Le jour de la délivrance du permis de chasse est-il compris dans l'année pendant laquelle ce permis est valable?

Les permis de chasse sont personnels, dit l'article 5 de la loi de 1844; ils sont valables pour tout le territoire de la République, et pour un an seulement.

La question s'est posée de savoir si le jour de la délivrance devait ètre considéré comme faisant partie de l'année pendant laquelle le permis est valable, en d'autres termes, si un permis daté du 1er septembre 1891 donnait le droit de chasser pendant la journée du 1er septembre 1892; et elle est plus importante qu'elle n'en a l'air au premier abord, puisqu'elle a donné lieu à des décisions de justice réitérées, et, si étonnant que cela puisse sembler, toutes concordantes.

En pratique, d'ailleurs, elle est bien loin de manquer d'intérêt. Combien de chasseurs qui, pour une raison ou pour une autre, empêchés de se livrer l'année qui vient, à leur distraction favorite, ne prennent pas de permis, et qui seraient cependant bien aises d'accepter l'invitation séduisante d'un ami hospitalier, qui les convie à prendre part, sur sa chasse giboyeuse, aux prouesses de l'ouverture.

Le malheur est que l'ouverture tombe précisément le 1er septembre et que titulaires d'un permis qui porte la même date de l'année précédente, ils se demandent s'ils ne vont pas s'exposer, en acceptant, aux rigueurs de la loi incarnée en la personne d'un garde champêtre rigou

reux.

Eh bien qu'ils se rassurent, et qu'ils arpentent d'un pas léger et l'esprit libre de toute crainte, corruptrice du plaisir, les chaumes et les sillons; et qu'au coucher du soleil, le nombre de leurs victimes, cailles, lapins, perdreaux et lièvres excite l'admiration et l'envie de leurs compagnons moins heureux ! Une jurisprudence libérale leur en assure le droit sans conteste.

La Cour d'Aix, le 16 janvier 1856 (Sirey, 1856, 2,70); celle de Toulouse, le 21 janvier 1864 (Sirey, 1864,2,62), celle de Cassation, le 22 mars 1850 (Dalloz, 1550,5,60), celle de Paris, le 12 octobre 1876 (Sirey, 1877,2,112) l'ont notamment décidé aussi expressément que possible.
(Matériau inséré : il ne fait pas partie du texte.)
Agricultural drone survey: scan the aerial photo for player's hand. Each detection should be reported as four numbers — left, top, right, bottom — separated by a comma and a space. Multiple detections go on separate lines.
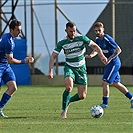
101, 57, 108, 65
85, 54, 91, 59
24, 57, 34, 63
47, 71, 53, 79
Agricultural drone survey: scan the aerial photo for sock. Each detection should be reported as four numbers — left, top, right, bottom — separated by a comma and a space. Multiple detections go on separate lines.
0, 93, 11, 109
102, 96, 109, 105
62, 90, 70, 110
125, 91, 133, 99
70, 93, 80, 102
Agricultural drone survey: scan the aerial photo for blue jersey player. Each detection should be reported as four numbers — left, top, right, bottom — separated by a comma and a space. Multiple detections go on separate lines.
85, 22, 133, 108
0, 20, 34, 118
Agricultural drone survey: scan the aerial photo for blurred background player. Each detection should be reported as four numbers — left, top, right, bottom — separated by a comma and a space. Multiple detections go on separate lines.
48, 22, 107, 118
85, 22, 133, 108
0, 20, 34, 118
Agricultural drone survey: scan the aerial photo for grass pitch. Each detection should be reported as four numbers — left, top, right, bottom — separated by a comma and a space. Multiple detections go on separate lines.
0, 86, 133, 133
Quelques auteurs sont d'un avis contraire, mais comme, en pareille matière, il n'y a lieu de se préoccuper que de la pratique admise, on peut, sans aucun inconvénient, user de la faculté reconnue

par l'unanimité des cours et des tribunaux, avec la certitude qu'il ne se rencontrera ni un garde pour verbaliser, ni un parquet pour poursuivre, ni des juges pour condamner dans de telles conditions.
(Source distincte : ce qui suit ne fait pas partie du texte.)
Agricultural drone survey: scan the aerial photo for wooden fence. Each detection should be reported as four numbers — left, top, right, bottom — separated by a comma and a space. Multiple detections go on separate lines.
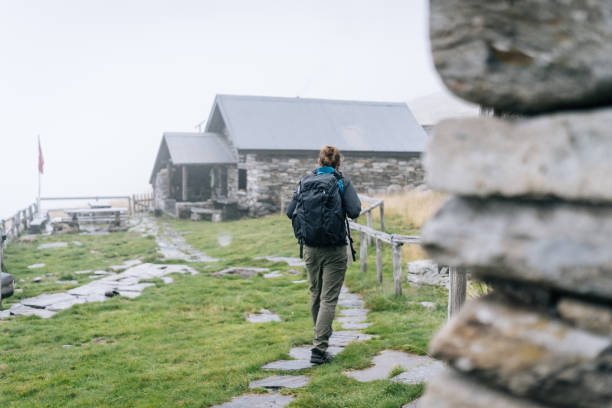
132, 192, 154, 213
0, 203, 38, 242
349, 195, 467, 319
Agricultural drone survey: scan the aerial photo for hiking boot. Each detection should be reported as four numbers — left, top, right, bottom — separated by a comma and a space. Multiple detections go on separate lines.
310, 349, 334, 365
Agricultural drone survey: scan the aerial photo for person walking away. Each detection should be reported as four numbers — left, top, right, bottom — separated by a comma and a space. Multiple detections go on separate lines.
287, 146, 361, 365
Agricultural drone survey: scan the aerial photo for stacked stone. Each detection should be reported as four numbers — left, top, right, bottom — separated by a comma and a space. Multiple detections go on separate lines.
421, 0, 612, 408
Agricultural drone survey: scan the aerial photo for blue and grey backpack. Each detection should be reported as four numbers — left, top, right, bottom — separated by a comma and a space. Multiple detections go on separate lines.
291, 173, 355, 259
L'argument principal sur lequel les arrêtés cités plus hauts ont fondé leur théorie est irréfutable à mon sens.

Les permis donnent licence de chasser pendant une année pleine; or, comme l'heure à laquelle ils sont délivrés est variable, il est évident qu'un chasseur porteur d'un permis délivré le 31 août 1891 à 3 ou 4 heures de l'après-midi, ne jouirait pas de son droit pendant le cours d'un an tout entier, s'il lui était interdit de chasser le 31 août 1892 jusqu'à la même heure; d'autre part, il est de règle, en droit que les délais ne comptent pas d'heure à heure, mais de jour à jour; enfin les permis ne portent même pas l'indication de l'heure à laquelle ils sont remis à leur titulaire.

Raisons théoriques et pratiques s'unissent donc pour justifier la solution donnée.

P. REULLIER. Avocat à la Cour de Paris, Docteur en Droit.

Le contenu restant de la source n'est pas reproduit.